The group has already cut its greenhouse gas emissions by 10% from 1990 levels, and intends to keep them at least 5% below the 1990 baseline at the end of the decade despite its expansion plans. It will do this by:

  • Eliminating routine gas flaring by 2008.
  • Pursuing in-house improvements in energy efficiency.
  • Factoring the costs of greenhouse gas emissions - from taxes or emissions trading - into all its projects.
  • Enabling customers to switch to gas from more carbon-intensive fuels, and developing ultra low-sulphur fuels fo energy-efficient vehicles.
  • Developing enabling technologies for hydrogen in partnership with car manufacturers and others.
  • Growing a renewable energy business. Shell has 230MW of wind capacity in the US, is working on biofuel blends for vehicles, and owns one of the world's largest solar energy businesses.
  • Working with others to develop carbon sequestration.
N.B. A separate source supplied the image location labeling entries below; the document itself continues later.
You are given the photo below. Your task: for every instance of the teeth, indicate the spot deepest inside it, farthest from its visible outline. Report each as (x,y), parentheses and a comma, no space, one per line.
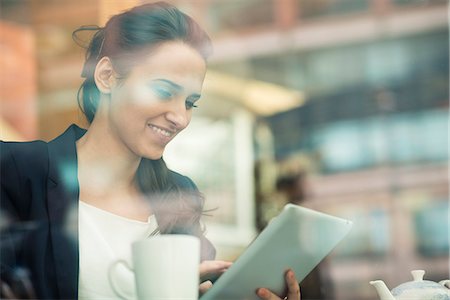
(161,131)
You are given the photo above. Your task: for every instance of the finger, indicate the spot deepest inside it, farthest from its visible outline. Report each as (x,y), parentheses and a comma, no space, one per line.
(214,266)
(204,286)
(293,287)
(265,294)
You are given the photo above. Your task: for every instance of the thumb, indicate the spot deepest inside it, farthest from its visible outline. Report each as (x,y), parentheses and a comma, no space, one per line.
(204,286)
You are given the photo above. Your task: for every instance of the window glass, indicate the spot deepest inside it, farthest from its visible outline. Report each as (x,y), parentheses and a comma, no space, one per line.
(318,8)
(238,14)
(431,227)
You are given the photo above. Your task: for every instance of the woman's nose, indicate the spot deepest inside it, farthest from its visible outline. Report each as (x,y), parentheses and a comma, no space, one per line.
(178,115)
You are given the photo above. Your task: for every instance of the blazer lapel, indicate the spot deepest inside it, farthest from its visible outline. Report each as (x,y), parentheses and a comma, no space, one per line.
(62,197)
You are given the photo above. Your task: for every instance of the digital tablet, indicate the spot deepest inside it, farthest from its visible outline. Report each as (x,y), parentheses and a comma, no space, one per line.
(298,238)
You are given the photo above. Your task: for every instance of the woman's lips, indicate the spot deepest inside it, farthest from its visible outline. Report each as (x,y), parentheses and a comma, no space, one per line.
(164,135)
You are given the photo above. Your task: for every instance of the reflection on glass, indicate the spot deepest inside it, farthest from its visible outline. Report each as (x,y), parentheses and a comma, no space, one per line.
(318,8)
(431,227)
(238,14)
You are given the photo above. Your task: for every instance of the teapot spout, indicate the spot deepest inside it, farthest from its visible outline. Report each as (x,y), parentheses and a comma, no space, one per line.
(382,290)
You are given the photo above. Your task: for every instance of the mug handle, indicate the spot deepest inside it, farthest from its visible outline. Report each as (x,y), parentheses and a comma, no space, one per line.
(111,277)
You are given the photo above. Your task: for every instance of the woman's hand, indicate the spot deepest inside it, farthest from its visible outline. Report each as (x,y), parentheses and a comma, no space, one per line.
(293,289)
(211,269)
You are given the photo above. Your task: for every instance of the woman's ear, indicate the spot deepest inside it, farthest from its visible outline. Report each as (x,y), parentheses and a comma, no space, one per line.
(104,75)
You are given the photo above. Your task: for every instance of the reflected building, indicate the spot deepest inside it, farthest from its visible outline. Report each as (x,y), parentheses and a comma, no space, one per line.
(351,93)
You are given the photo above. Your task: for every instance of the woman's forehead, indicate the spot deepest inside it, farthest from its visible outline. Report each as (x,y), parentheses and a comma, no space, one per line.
(176,62)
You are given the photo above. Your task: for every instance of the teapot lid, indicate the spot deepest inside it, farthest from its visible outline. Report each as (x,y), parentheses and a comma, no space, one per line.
(417,283)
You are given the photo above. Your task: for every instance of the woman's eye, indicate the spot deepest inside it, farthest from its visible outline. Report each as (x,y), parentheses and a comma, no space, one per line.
(190,105)
(163,93)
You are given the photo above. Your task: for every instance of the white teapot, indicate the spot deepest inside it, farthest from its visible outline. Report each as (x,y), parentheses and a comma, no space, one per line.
(418,289)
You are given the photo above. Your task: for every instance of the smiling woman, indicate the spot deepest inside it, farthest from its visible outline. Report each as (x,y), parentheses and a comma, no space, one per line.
(77,203)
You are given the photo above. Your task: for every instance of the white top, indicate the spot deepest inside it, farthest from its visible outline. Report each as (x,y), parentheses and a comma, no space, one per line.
(104,238)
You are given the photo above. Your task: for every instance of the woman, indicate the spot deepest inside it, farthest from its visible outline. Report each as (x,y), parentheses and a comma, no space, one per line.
(70,200)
These are all business opportunities, said Sir Philip. 'Pursuing them is part of the continuing drive to create new, long-term sources of value for our shareholders by offering new choices to customers.'

Meanwhile, the chairman and chief executive of US-based ChevronTexaco, David O'Reilly, spoke about the long-term challenges facing the oil and gas industry at a conference at the Institute of Petroleum in London on 18 February. Conspicuously, he made only one passing reference to climate change - but warned that the industry was running into a serious reputational problem.

The three dimensions of the problem, according to Mr O'Reilly, were the industry's performance, behaviour and communications.
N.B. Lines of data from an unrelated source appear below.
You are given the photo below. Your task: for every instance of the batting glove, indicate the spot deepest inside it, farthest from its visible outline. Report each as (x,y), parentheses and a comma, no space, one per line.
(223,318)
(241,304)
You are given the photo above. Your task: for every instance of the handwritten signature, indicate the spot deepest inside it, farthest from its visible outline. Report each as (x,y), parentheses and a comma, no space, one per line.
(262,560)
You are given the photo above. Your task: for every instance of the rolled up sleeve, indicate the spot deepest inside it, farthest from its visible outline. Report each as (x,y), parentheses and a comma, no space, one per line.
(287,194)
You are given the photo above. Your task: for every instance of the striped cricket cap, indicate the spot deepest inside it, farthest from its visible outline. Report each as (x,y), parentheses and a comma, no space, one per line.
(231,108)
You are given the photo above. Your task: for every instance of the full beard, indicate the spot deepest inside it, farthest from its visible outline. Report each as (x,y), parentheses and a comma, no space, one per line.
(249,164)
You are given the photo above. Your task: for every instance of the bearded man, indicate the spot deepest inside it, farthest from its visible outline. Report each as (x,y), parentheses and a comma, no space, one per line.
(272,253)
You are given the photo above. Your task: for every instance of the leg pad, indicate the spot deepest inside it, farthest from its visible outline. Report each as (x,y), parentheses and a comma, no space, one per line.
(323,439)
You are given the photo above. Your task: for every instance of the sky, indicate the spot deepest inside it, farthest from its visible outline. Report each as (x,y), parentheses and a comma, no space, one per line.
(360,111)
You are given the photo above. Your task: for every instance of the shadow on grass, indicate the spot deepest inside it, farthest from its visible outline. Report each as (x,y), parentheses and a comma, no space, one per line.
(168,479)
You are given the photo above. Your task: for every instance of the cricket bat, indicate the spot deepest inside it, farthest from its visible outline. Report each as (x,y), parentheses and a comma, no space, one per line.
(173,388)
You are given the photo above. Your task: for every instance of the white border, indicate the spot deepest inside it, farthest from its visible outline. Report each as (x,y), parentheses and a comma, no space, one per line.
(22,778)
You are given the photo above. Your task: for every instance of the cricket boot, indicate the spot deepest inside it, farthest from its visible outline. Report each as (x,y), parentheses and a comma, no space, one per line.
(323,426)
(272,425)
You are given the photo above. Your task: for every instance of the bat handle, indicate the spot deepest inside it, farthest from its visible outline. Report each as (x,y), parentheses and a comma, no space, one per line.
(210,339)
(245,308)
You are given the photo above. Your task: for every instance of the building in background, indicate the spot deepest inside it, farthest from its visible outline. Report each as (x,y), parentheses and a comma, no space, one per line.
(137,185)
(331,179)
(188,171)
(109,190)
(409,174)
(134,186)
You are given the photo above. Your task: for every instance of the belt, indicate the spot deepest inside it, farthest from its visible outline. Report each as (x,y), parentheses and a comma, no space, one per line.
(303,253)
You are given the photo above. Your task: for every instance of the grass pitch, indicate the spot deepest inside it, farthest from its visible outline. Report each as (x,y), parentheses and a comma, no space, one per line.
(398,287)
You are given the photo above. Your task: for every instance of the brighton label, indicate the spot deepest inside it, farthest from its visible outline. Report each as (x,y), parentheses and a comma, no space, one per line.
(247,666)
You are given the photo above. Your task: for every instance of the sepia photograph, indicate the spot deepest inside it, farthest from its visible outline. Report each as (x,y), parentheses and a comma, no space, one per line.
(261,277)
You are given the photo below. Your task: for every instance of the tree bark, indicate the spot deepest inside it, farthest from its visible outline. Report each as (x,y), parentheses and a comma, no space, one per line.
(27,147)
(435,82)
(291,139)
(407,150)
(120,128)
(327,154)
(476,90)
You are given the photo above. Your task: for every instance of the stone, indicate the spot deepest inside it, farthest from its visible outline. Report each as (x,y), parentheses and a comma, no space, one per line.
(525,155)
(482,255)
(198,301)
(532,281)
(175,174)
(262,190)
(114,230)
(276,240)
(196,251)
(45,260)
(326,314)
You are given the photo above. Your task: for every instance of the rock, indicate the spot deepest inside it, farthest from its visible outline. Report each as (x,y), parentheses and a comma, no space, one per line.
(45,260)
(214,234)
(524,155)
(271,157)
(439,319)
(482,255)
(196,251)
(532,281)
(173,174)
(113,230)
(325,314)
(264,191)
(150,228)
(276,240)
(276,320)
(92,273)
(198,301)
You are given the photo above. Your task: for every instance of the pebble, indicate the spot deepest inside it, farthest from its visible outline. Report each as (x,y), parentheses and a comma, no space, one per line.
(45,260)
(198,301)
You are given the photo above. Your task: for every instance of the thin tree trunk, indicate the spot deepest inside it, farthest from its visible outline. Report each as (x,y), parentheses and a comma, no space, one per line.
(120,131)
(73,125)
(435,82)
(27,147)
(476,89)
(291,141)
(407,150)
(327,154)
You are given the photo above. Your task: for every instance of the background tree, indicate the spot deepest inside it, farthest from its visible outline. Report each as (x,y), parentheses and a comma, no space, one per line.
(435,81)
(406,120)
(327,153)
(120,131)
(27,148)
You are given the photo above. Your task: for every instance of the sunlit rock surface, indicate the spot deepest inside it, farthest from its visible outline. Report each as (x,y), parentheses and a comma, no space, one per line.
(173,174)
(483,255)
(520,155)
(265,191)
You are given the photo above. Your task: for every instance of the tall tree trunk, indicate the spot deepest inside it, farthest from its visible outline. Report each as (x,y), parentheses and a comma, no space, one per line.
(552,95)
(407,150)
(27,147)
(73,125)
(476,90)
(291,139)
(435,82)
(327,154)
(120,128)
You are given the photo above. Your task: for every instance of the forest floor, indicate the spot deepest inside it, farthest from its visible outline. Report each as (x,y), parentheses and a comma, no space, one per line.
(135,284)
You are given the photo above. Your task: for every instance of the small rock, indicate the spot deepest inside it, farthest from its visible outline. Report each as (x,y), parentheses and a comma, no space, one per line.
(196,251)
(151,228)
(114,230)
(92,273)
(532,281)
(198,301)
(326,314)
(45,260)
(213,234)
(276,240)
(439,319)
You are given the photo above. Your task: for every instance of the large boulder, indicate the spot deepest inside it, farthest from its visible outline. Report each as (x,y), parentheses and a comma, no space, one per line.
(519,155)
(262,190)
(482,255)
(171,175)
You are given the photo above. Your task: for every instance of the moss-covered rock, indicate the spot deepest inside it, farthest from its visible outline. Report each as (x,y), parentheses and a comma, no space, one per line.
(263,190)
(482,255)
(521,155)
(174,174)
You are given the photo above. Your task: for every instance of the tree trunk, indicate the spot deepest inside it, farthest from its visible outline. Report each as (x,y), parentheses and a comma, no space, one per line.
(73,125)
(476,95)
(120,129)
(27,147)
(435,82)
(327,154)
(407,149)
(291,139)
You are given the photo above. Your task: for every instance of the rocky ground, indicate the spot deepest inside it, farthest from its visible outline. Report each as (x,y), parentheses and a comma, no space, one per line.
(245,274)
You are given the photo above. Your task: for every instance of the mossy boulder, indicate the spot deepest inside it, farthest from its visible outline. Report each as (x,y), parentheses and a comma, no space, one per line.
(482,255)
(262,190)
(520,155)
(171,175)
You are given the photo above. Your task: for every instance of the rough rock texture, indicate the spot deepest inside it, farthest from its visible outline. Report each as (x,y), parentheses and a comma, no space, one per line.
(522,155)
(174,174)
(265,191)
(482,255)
On performance, he suggested, 'in many respects our industry is invisible to the public until there is a big price spike or something worse happens, like the [Exxon] Valdez or the Prestige - disasters that grab the headlines and infuriate the public.

'Because these events are relatively rare, they're much more dramatic when they do happen. And the public response is understandably severe and long-lasting. Frankly, it doesn't matter to most people whether the responsible party is a super-major or a marginal operator. The distinction counts for little when a coastline is covered with oil.'

The industry's behaviour, particularly in developing countries, is also wanting, Mr O'Reilly suggested. ChevronTexaco itself has come under fire recently for the social and environmental impacts of its operations in Ecuador.
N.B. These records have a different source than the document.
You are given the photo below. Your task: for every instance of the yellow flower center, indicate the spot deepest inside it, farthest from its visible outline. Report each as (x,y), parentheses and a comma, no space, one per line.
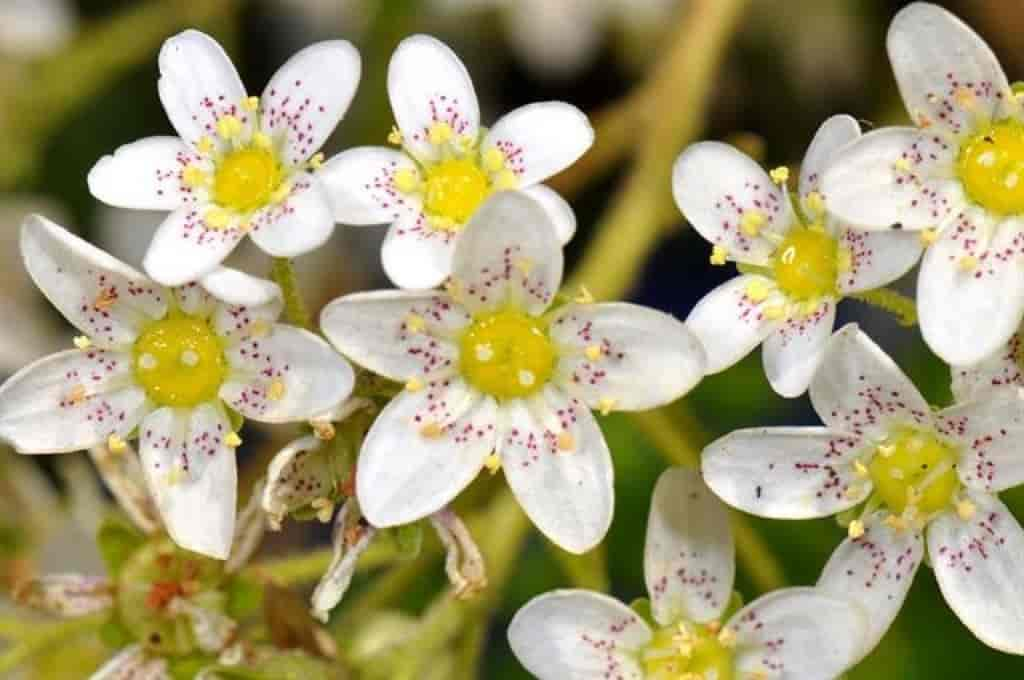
(687,650)
(246,179)
(991,167)
(914,468)
(455,188)
(507,354)
(807,263)
(179,362)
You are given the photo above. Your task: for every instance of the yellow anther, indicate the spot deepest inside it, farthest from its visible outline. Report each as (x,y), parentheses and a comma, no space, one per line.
(439,133)
(719,255)
(228,127)
(856,528)
(406,180)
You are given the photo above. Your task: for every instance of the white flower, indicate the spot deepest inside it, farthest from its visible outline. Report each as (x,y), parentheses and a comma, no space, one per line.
(924,475)
(797,633)
(954,175)
(488,368)
(802,265)
(449,164)
(241,165)
(164,364)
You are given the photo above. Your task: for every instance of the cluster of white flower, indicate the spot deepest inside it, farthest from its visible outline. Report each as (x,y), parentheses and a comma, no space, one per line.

'Too often,' he said, 'our behaviour seems to suggest that our mere presence is enough, that we have no further responsibilities to the communities where we operate. Few things could be more damaging to the way the world sees us.'

ChevronTexaco's chief also hit out at the industry's communications efforts. 'Too often, we act defensively about what we do wrong - and sheepishly about what we do right. Too often, we respond with delay and denial.'

The consequences of these failings, he said, 'extend to the bottom line - and far into the future.' At stake were the industry's ability to resist onerous regulation, gain access to fresh resources, and recruit talented people.

Mr O'Reilly proposed that the industry should start by improving its communications about its central mission - the provision of affordable energy.

In the most controversial part of his speech which was a clear swipe at BP's 'beyond petroleum' message, he complained that 'there are some in our own industry who are doing just the opposite. They're sending the message that fossil fuels are on the way out, soon to be replaced by alternatives.' Rather, he insisted, they will remain 'the primary source of energy for generations to come.'

Mr O'Reilly closed by advocating better self-policing by the industry to combat poor performers, and the pursuit of energy efficiency - the 'single most effective way to reduce greenhouse gas emissions' - in its own operations and among its customers.